Re: [RFC] pack-objects: compression level for non-blobs

Jeff King <peff@xxxxxxxx> · Sun, 30 Dec 2012 07:05:42 -0500

On Sat, Dec 29, 2012 at 12:27:47AM -0500, Jeff King wrote:

> > If reachability bitmap is implemented, we'll have per-pack cache
> > infrastructure ready, so less work there for commit cache.
> 
> True. I don't want to dissuade you from doing any commit cache work. I
> only wanted to point out that this alternative may have merit because of
> its simplicity (so we can use it until a caching solution exists, or
> even after, if managing the cache has downsides).

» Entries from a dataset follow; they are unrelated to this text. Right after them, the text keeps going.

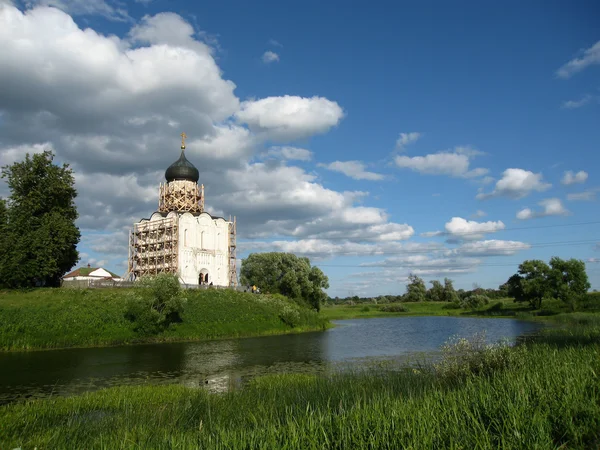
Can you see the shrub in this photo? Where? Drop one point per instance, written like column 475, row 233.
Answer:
column 475, row 301
column 156, row 303
column 394, row 307
column 453, row 305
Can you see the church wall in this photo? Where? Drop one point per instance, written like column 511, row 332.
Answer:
column 203, row 248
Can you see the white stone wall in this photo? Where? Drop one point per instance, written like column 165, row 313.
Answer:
column 203, row 248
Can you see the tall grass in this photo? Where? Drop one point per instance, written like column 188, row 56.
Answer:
column 58, row 318
column 535, row 395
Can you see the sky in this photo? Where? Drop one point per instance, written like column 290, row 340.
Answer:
column 444, row 139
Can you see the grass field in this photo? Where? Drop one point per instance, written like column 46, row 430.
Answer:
column 59, row 318
column 506, row 308
column 544, row 393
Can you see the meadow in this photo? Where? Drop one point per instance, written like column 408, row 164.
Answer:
column 61, row 318
column 542, row 393
column 503, row 308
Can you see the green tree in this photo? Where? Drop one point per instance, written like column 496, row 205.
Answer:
column 286, row 274
column 531, row 283
column 568, row 280
column 40, row 236
column 416, row 290
column 156, row 303
column 436, row 292
column 449, row 294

So I was thinking about this, which led to some coding, which led to
some benchmarking.

I want to clean up a few things in the code before I post it, but the
general idea is to have arbitrary per-pack cache files in the
objects/pack directory. Like this:

  $ cd objects/pack && ls
  pack-a3e262f40d95fc0cc97d92797ff9988551367b75.commits
  pack-a3e262f40d95fc0cc97d92797ff9988551367b75.idx
  pack-a3e262f40d95fc0cc97d92797ff9988551367b75.pack
  pack-a3e262f40d95fc0cc97d92797ff9988551367b75.parents
  pack-a3e262f40d95fc0cc97d92797ff9988551367b75.timestamps
  pack-a3e262f40d95fc0cc97d92797ff9988551367b75.trees

Each file describes the objects in the matching pack. If a new pack is
generated, you'd throw away the old cache files along with the old pack,
and generate new ones. Or not. These are totally optional, and an older
version of git will just ignore them. A newer version will use them if
they're available, and otherwise fallback to the existing code (i.e.,
reading the whole object from the pack). So you can generate them at
repack time, later on, or not at all. For now I have a separate command
that generates them based on the pack index; if this turns out to be a
good idea, it would probably get called as part of "repack".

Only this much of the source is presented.